Possiamo sintetizzare queste funzioni con il concetto di rispecchiamento, in cui il bambino sente di potersi affidare con speranza, “consapevole” di essere una persona significativa per gli adulti di riferimento. Chi non ha potuto sperimentare questo sentimento con costanza a causa di ripetute mortificazioni, potrebbe in futuro percepirsi come una persona dotata di poco valore, con il rischio di sviluppare una personalità remissiva, passiva, eccessivamente compiacente o immatura. Spesso, quando questo tipo di soggetti deve affrontare situazioni stressanti o fasi critiche della vita (adolescenza, entrata nella vita adulta o le crisi cosiddette di mezza età ecc.), possono comparire sintomi d’ansia o veri e propri attacchi di panico, che, secondo una visione più attuale, non sono il prodotto di un conflitto interno, di un dubbio irrisolvibile, ma piuttosto testimoniano una frattura identitaria.

Se il modello appena descritto indaga le funzioni strutturanti della mente da un punto di vista relazionale, il secondo si sofferma con maggiore attenzione alle dinamiche interne della personalità narcisistica. In quest’ottica, fu soprattutto Rosenfeld ad apportare i contributi più importanti.

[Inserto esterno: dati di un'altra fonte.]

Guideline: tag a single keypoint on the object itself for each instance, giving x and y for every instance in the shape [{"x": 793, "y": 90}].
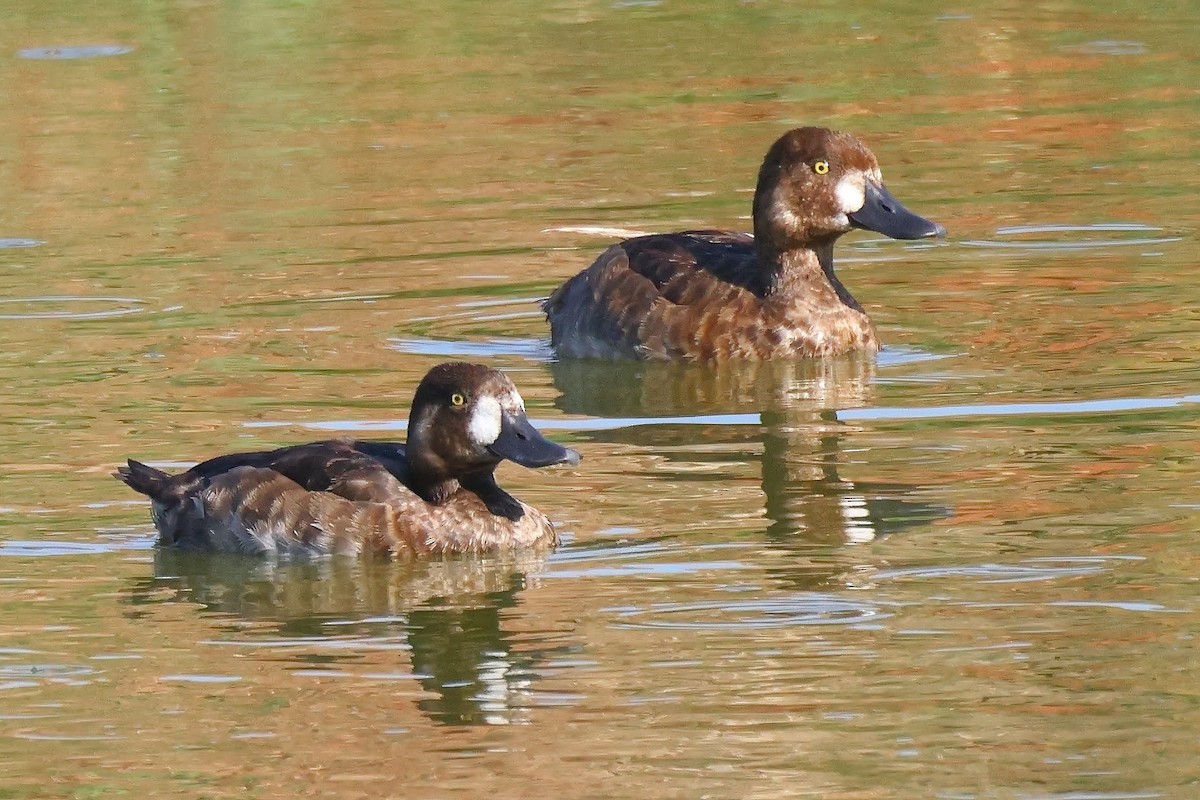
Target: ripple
[
  {"x": 40, "y": 311},
  {"x": 1111, "y": 47},
  {"x": 28, "y": 548},
  {"x": 45, "y": 671},
  {"x": 71, "y": 53},
  {"x": 1115, "y": 405},
  {"x": 15, "y": 242},
  {"x": 1055, "y": 239},
  {"x": 532, "y": 349},
  {"x": 754, "y": 614},
  {"x": 1021, "y": 572}
]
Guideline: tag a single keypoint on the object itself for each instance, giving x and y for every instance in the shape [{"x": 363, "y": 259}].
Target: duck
[
  {"x": 433, "y": 494},
  {"x": 715, "y": 295}
]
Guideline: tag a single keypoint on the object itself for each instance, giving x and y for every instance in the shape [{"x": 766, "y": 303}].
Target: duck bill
[
  {"x": 521, "y": 443},
  {"x": 885, "y": 215}
]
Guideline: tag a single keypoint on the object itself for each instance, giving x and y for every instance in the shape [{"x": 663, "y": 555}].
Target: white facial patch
[
  {"x": 485, "y": 421},
  {"x": 851, "y": 192}
]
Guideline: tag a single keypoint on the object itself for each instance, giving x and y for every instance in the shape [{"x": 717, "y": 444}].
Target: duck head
[
  {"x": 466, "y": 419},
  {"x": 816, "y": 184}
]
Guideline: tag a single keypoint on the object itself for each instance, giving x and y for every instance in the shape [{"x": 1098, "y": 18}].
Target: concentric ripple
[
  {"x": 1074, "y": 238},
  {"x": 755, "y": 614},
  {"x": 69, "y": 307},
  {"x": 71, "y": 53}
]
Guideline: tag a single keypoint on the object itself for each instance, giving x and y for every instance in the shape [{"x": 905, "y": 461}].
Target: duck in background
[
  {"x": 708, "y": 295},
  {"x": 435, "y": 494}
]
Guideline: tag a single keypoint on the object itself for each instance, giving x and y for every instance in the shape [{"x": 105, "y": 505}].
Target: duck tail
[{"x": 149, "y": 481}]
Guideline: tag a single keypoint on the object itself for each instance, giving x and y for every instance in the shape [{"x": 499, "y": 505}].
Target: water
[{"x": 963, "y": 570}]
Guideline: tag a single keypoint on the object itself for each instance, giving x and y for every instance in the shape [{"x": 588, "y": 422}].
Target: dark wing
[
  {"x": 657, "y": 295},
  {"x": 316, "y": 467}
]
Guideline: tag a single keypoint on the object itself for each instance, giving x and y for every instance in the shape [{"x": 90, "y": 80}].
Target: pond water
[{"x": 965, "y": 569}]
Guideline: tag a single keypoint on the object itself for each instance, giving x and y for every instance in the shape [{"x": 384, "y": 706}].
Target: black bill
[
  {"x": 883, "y": 214},
  {"x": 521, "y": 443}
]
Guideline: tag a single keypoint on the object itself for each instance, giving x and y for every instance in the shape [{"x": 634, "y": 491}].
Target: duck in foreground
[
  {"x": 706, "y": 295},
  {"x": 435, "y": 494}
]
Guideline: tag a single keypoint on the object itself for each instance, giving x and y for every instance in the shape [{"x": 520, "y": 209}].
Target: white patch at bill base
[
  {"x": 851, "y": 192},
  {"x": 485, "y": 421}
]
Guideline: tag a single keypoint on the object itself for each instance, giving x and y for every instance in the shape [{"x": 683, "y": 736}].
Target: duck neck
[{"x": 799, "y": 270}]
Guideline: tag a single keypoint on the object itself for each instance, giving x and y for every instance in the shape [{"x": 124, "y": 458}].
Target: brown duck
[
  {"x": 706, "y": 295},
  {"x": 435, "y": 494}
]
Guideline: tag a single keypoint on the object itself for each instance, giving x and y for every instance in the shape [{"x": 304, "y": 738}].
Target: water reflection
[
  {"x": 328, "y": 617},
  {"x": 801, "y": 439}
]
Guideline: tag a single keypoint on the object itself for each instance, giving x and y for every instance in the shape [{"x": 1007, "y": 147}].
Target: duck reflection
[
  {"x": 791, "y": 415},
  {"x": 448, "y": 614}
]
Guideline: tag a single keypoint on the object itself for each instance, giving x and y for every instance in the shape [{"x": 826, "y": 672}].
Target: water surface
[{"x": 964, "y": 569}]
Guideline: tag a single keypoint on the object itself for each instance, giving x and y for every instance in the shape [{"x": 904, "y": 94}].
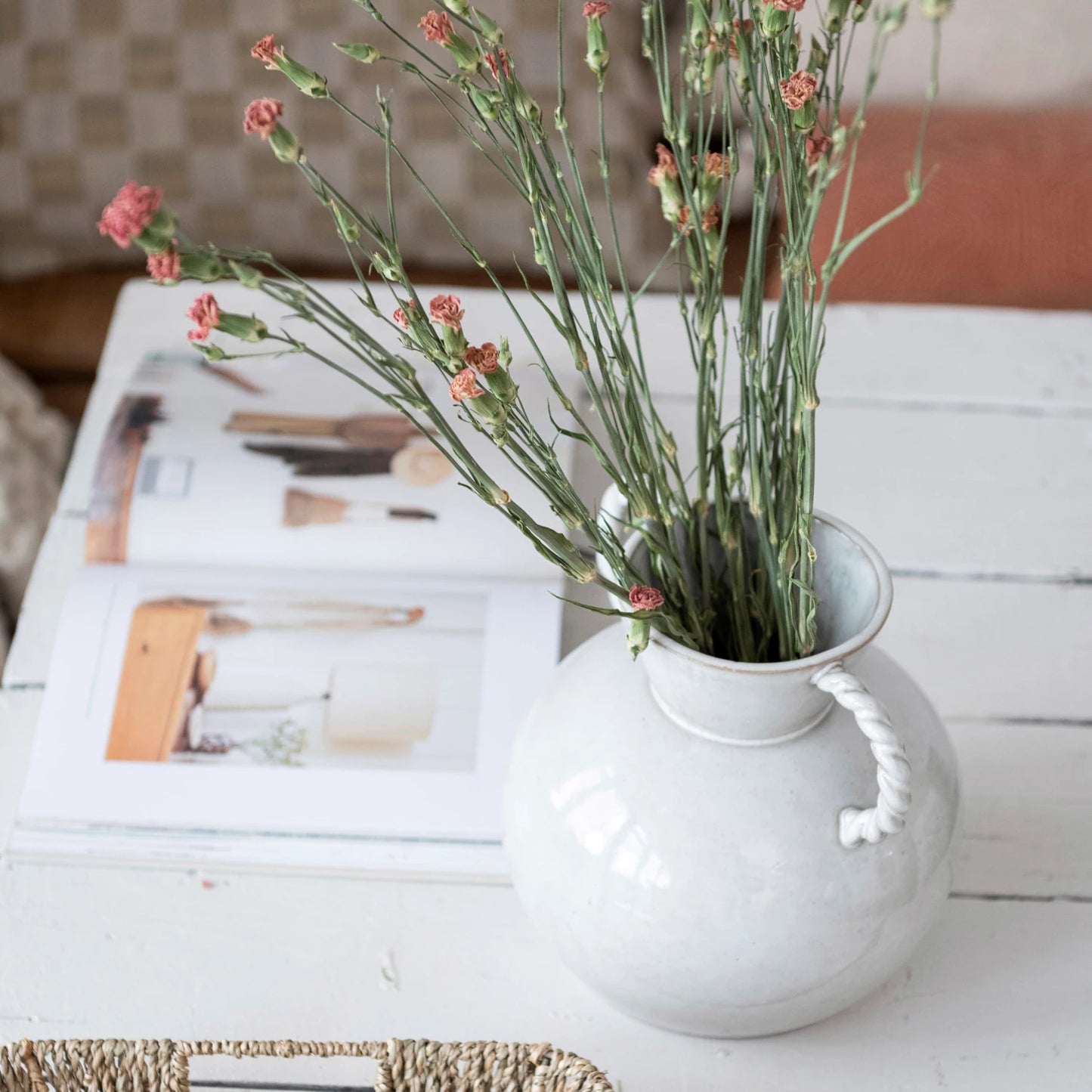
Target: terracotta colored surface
[{"x": 1006, "y": 220}]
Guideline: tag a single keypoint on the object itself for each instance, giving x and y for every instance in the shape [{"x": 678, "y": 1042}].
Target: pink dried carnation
[
  {"x": 483, "y": 358},
  {"x": 165, "y": 265},
  {"x": 464, "y": 385},
  {"x": 490, "y": 59},
  {"x": 446, "y": 309},
  {"x": 718, "y": 165},
  {"x": 816, "y": 147},
  {"x": 667, "y": 166},
  {"x": 437, "y": 27},
  {"x": 642, "y": 598},
  {"x": 262, "y": 116},
  {"x": 130, "y": 212},
  {"x": 204, "y": 314},
  {"x": 265, "y": 51},
  {"x": 797, "y": 90}
]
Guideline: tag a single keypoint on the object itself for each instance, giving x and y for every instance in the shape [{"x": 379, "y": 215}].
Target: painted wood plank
[
  {"x": 981, "y": 649},
  {"x": 952, "y": 490},
  {"x": 1027, "y": 809},
  {"x": 998, "y": 999}
]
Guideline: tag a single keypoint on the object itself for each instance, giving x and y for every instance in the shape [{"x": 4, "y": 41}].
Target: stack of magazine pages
[{"x": 296, "y": 640}]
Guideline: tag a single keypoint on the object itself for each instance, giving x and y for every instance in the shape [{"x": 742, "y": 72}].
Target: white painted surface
[{"x": 998, "y": 999}]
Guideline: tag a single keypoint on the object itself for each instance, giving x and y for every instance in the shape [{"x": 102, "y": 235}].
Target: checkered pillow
[{"x": 96, "y": 92}]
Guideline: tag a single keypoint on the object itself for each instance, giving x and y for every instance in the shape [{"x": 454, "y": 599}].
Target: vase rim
[{"x": 817, "y": 660}]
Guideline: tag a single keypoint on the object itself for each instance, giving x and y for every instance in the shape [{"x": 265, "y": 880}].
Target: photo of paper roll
[{"x": 380, "y": 704}]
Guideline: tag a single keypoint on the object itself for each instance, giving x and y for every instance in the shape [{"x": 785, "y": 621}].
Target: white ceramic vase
[{"x": 734, "y": 849}]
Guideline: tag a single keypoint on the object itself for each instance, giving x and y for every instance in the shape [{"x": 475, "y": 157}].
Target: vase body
[{"x": 673, "y": 824}]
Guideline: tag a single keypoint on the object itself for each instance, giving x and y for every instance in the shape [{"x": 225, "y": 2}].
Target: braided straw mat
[{"x": 403, "y": 1065}]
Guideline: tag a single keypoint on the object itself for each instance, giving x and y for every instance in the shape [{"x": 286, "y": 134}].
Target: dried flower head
[
  {"x": 265, "y": 51},
  {"x": 437, "y": 26},
  {"x": 483, "y": 358},
  {"x": 165, "y": 265},
  {"x": 797, "y": 90},
  {"x": 447, "y": 311},
  {"x": 204, "y": 314},
  {"x": 130, "y": 212},
  {"x": 642, "y": 598},
  {"x": 816, "y": 147},
  {"x": 495, "y": 68},
  {"x": 716, "y": 165},
  {"x": 262, "y": 116},
  {"x": 667, "y": 165},
  {"x": 464, "y": 385}
]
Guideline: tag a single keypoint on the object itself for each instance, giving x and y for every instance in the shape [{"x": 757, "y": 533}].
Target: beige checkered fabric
[{"x": 96, "y": 92}]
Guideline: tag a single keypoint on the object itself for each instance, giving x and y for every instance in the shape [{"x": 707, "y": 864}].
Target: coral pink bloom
[
  {"x": 130, "y": 212},
  {"x": 447, "y": 309},
  {"x": 817, "y": 145},
  {"x": 797, "y": 90},
  {"x": 262, "y": 116},
  {"x": 437, "y": 27},
  {"x": 667, "y": 167},
  {"x": 491, "y": 61},
  {"x": 265, "y": 51},
  {"x": 484, "y": 358},
  {"x": 165, "y": 265},
  {"x": 204, "y": 314},
  {"x": 464, "y": 385},
  {"x": 642, "y": 598}
]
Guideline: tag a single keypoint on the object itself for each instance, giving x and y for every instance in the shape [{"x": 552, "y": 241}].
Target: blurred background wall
[{"x": 96, "y": 92}]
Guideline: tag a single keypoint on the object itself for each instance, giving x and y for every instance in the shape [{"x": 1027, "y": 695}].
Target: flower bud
[
  {"x": 775, "y": 21},
  {"x": 247, "y": 275},
  {"x": 503, "y": 385},
  {"x": 210, "y": 352},
  {"x": 360, "y": 51},
  {"x": 348, "y": 226},
  {"x": 203, "y": 265},
  {"x": 637, "y": 639},
  {"x": 937, "y": 9},
  {"x": 487, "y": 407},
  {"x": 490, "y": 31},
  {"x": 243, "y": 326},
  {"x": 286, "y": 147}
]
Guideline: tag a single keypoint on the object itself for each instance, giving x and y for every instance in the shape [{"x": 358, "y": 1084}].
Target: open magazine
[{"x": 297, "y": 640}]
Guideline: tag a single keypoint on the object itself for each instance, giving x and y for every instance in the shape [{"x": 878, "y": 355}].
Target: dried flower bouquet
[{"x": 729, "y": 567}]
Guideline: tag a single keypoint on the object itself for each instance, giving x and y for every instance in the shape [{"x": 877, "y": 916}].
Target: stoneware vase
[{"x": 734, "y": 849}]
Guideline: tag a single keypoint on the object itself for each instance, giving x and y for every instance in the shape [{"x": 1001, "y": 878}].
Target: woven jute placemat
[{"x": 115, "y": 1065}]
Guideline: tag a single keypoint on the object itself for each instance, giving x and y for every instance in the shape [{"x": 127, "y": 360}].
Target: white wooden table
[{"x": 957, "y": 441}]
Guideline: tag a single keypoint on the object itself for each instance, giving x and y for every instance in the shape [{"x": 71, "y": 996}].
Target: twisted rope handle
[{"x": 892, "y": 773}]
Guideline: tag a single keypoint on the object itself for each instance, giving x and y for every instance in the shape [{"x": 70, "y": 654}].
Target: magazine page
[
  {"x": 282, "y": 461},
  {"x": 275, "y": 704}
]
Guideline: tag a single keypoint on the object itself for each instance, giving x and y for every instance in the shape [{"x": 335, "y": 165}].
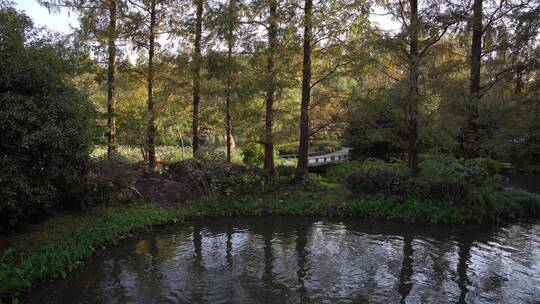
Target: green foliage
[
  {"x": 492, "y": 166},
  {"x": 377, "y": 176},
  {"x": 442, "y": 168},
  {"x": 19, "y": 270},
  {"x": 253, "y": 155},
  {"x": 45, "y": 122},
  {"x": 338, "y": 173}
]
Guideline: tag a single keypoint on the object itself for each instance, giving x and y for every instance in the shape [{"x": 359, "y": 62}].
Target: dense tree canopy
[{"x": 46, "y": 122}]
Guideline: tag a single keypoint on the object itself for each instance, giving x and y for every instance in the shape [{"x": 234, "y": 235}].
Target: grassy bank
[{"x": 60, "y": 244}]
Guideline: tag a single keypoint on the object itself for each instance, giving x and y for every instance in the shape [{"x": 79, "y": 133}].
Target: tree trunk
[
  {"x": 471, "y": 132},
  {"x": 302, "y": 166},
  {"x": 269, "y": 169},
  {"x": 230, "y": 45},
  {"x": 151, "y": 112},
  {"x": 412, "y": 124},
  {"x": 197, "y": 76},
  {"x": 111, "y": 101}
]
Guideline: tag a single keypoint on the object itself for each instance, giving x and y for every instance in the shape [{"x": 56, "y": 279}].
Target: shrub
[
  {"x": 492, "y": 166},
  {"x": 253, "y": 155},
  {"x": 339, "y": 172},
  {"x": 313, "y": 182},
  {"x": 377, "y": 176},
  {"x": 446, "y": 168}
]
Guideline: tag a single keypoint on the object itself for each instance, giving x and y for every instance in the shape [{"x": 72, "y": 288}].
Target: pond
[{"x": 295, "y": 260}]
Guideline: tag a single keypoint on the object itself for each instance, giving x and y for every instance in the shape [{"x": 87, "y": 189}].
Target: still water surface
[{"x": 304, "y": 260}]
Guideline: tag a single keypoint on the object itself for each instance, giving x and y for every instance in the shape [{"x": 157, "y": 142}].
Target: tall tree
[
  {"x": 412, "y": 123},
  {"x": 269, "y": 169},
  {"x": 150, "y": 85},
  {"x": 197, "y": 58},
  {"x": 148, "y": 20},
  {"x": 230, "y": 45},
  {"x": 471, "y": 132},
  {"x": 111, "y": 70},
  {"x": 302, "y": 165}
]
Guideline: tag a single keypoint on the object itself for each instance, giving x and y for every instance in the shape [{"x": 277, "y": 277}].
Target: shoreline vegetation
[
  {"x": 54, "y": 247},
  {"x": 97, "y": 144}
]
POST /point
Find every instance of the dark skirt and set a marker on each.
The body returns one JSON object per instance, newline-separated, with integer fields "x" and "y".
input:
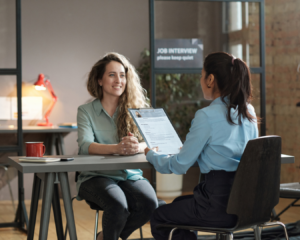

Egli sottolinea come il senso di grandiosità, di superiorità e l’invidia (per il successo altrui per esempio) inficino la possibilità di creare relazioni sane: l’altro, l’amico, il partner, il collega, non è percepito come una persona separata, dotata di desideri e stati emotivi propri, ma diventa un oggetto da sottomettere. Inoltre egli aggiunge che la severità della psicopatologia dipende anche da ciò che viene idealizzato: se vengono esaltati il dominio, il trionfo sull’altro o la crudeltà per alimentare il piacere (vedi i Vip di Squid Game), siamo in un’area anti-relazionale. Molti analisti sono concordi nel pensare che questi soggetti abbiano vissuto precoci esperienze di deprivazione emotiva, e che, per difendersi dall’angoscia, abbiano sovvertito i rapporti di dipendenza, illudendosi di essere superiori e immuni da qualsiasi sofferenza. Da qui la nota fragilità che caratterizza la personalità narcisistica.